Atypical hemolytic uremic syndrome (aHUS) is a rare but devastating condition. It involves uncontrolled activation of alternative complement pathway either due to genetic mutation or autoantibodies leading to dysfunction of regulatory proteins. Various triggering factors have been associated with aHUS including infections, pregnancy, drugs, and systemic lupus erythematosus (SLE). In pregnancy with known SLE, diagnosing aHUS can be delayed as the presentation may mimic a flare of lupus nephritis.

Case Description

A 20-year female diagnosed with lupus nephritis (Class III) diagnosed at the age of 13 was on maintenance therapy with prednisone and mycophenolate mofetil with preserved renal function for 6 years, creatinine 0.6 mg/ml. She stopped taking immunosuppressive medications on her own initiative.

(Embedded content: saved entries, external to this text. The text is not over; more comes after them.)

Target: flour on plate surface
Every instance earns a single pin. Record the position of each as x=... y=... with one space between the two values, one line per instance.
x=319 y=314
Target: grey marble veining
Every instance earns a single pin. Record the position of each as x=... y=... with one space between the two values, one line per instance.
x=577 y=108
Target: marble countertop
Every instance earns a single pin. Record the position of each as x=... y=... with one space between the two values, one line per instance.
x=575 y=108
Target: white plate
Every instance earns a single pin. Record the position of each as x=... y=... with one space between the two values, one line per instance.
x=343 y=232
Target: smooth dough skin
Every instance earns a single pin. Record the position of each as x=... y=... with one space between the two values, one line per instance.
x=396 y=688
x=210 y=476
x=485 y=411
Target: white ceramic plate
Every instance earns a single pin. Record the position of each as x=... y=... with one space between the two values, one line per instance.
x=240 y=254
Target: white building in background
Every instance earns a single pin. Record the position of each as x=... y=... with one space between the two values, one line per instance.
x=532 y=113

Two months later she became pregnant. At 10 weeks gestation, creatinine had increased to 3.3 mg/dl accompanied by severe anemia, thrombocytopenia, high anti-ds DNA titers, and severe hypocomplementemia. Her pregnancy was terminated, and she was placed on hemodialysis and was discharged after being treated as a lupus nephritis flare with prednisone and cyclophosphamide. She was readmitted 2 weeks later with shortness of breath worsening anemia and thrombocytopenia with numerous schistocytes. ADAMTS13 activity level was 100% prompting initiation of plasmapheresis, but without improvement. aHUS panel showed low complement factor H levels with normal complement factors I and B. Renal biopsy showed class V lupus nephritis and thrombotic microangiopathy with focal interstitial fibrosis consistent with aHUS. She was initiated on eculizumab as well as prednisone and mycophenolate mofetil and continues on hemodialysis and this pharmacologic regimen.


Diagnosis of aHUS can be difficult and is often delayed in patients as the clinical presentation may mimic lupus nephritis particularly in pregnancy or may be present together with lupus nephritis. Assessment of the alternative complement pathway, early diagnosis and treatment with eculizumab is important in these setting.